Past controversies have highlighted these risks. Allegations of wash trading and opaque token deals between projects and liquidity providers have repeatedly surfaced across major exchanges, eroding confidence in reported trading volumes industrywide.

What This Means for Token Projects

For projects currently listed on Binance or planning to seek listing, the guidelines create a new compliance obligation. Teams must be prepared to name their market makers and outline the terms of their agreements when engaging with the exchange.

This could reshape how token projects negotiate market maker contracts. Arrangements that rely on secrecy, such as deals involving large token loans with opaque repayment terms, become harder to maintain when the exchange itself demands visibility.

The disclosure requirement also carries potential reputational implications. Projects that work with well-regarded, established market makers may benefit from the transparency, while those with questionable arrangements may face greater scrutiny.

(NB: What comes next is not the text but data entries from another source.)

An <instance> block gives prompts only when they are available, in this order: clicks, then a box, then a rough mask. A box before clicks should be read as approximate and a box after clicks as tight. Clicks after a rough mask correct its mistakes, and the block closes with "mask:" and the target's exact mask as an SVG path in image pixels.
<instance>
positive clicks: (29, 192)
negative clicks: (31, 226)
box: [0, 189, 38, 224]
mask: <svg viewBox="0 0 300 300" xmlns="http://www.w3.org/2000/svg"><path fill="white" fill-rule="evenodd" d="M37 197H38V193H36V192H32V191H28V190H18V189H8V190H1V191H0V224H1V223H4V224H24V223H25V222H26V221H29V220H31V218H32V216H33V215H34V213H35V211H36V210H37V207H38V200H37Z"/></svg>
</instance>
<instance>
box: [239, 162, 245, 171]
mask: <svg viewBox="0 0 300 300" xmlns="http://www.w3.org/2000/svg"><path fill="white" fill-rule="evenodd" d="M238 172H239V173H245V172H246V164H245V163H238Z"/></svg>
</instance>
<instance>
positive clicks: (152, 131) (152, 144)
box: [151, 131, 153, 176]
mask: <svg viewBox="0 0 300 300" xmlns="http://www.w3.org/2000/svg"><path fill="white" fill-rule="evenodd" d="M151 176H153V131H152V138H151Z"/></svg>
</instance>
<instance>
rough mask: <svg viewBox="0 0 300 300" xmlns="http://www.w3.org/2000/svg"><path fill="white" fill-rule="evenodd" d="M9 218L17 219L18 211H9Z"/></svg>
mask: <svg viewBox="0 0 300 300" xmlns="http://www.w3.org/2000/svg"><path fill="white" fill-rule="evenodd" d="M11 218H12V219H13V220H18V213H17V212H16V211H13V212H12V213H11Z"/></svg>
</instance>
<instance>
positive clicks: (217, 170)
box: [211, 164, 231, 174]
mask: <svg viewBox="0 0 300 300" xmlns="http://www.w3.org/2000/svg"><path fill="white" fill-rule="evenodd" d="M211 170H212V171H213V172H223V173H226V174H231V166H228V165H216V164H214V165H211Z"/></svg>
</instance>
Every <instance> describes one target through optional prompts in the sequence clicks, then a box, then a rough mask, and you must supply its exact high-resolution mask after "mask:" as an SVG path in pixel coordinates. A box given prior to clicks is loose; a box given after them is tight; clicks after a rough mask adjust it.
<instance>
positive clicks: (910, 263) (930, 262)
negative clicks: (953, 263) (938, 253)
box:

Similar dynamics already play out in traditional markets, where financial transparency from major DeFi protocols increasingly influences investor confidence.

Given Binance’s dominant position in global spot trading, its policies tend to set industry benchmarks. If competing exchanges adopt similar disclosure mandates, the cumulative effect could bring crypto market structure closer to the transparency standards that govern traditional equity and derivatives markets.

The guidelines also arrive at a time when regulators in the United States, European Union, and Asia-Pacific are advancing comprehensive crypto market frameworks. Exchange-level self-regulation on market maker transparency may help platforms demonstrate good faith compliance as those regulatory regimes take shape, complementing broader industry moves toward on-chain tracking and asset verification.

Disclaimer: This article is for informational purposes only and does not constitute financial or investment advice. Cryptocurrency and digital asset markets carry significant risk. Always do your own research before making decisions.